Churchill authorized the fire-bombing of Dresden, which resulted in the burning to death of many tens of thousands of innocent German women, children, and old people. Truman authorized the slow starvation of Japan by submarine blockade. The victims of these actions were more innocent than al-Qaida operatives, the pain they endured was much greater than water boarding, and the number who suffered was incomparably greater than the handful interrogated by American intelligence forces.

Who, in war, is not a war criminal? George McGovern dropped heavy bomb loads on innocent Europeans. Jimmy Carter by duty was perfectly prepared, if the order had come, to incinerate many millions of innocent Soviet citizens as a naval officer on nuclear submarines. Clinton ordered the bombing of Serbia, which tormented many innocent Serbs, and Obama is sending more troops to Afghanistan, who will use bullets and bombs and Predators to inflict much more pain on our enemies than they ever endued in American military custody.

In the struggle between good and evil in this life, evil will use violence to force good men to use violence as well. The critical questions are not whether this violence constitutes something which decent, sane men would consider as “torture.” It does. War itself is torture.

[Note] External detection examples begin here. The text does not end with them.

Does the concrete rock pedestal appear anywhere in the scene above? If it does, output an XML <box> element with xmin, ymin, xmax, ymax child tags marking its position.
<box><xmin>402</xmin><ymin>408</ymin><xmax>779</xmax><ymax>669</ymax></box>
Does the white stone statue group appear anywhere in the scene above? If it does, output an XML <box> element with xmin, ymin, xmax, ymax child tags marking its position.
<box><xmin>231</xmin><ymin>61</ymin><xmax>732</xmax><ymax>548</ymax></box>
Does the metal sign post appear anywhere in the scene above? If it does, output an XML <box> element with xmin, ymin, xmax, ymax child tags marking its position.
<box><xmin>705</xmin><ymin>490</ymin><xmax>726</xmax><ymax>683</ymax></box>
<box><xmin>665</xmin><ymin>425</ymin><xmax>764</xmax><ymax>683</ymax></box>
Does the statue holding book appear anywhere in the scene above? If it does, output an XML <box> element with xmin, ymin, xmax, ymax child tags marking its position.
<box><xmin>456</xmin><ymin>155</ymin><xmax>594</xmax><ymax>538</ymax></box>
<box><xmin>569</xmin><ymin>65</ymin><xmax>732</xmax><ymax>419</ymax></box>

Men in combat suffer in ways which make water boarding look like a roller coaster ride in a theme park. War maims, burns, starves, cripples, traumatizes, humiliates, and destroys.

We pretend that there are rules in war, but that is all we do “pretend.” Decent, sane people, forced into war, can only make their own rules. These rules are fairly straightforward and easy to understand.

Inflict the pain on the guilty as much as possible and on the innocent as little as possible. America does this better than any nation in the history of the world. Desert Storm in 1991 was the first example of “smart weapons,” the much-maligned “gold-plating” of American weaponry. Since then our forces have used such precision in combat that even when our own troops lives are in jeopardy, we have tools and technologies which allow us to almost surgically take out the bad guys. This, of course, is just what our interrogation was intended to do.

Nazis, Soviets, or Japanese imperialists did not treat gently those who held vital war information or those who might fight them when they interrogated. Instead they used savage violence with a broad brush. They slaughtered the general population of villages until information was provided. They, and radical Moslem enemies as well, do not care about who is innocent, who is a combatant, or who has crucial information.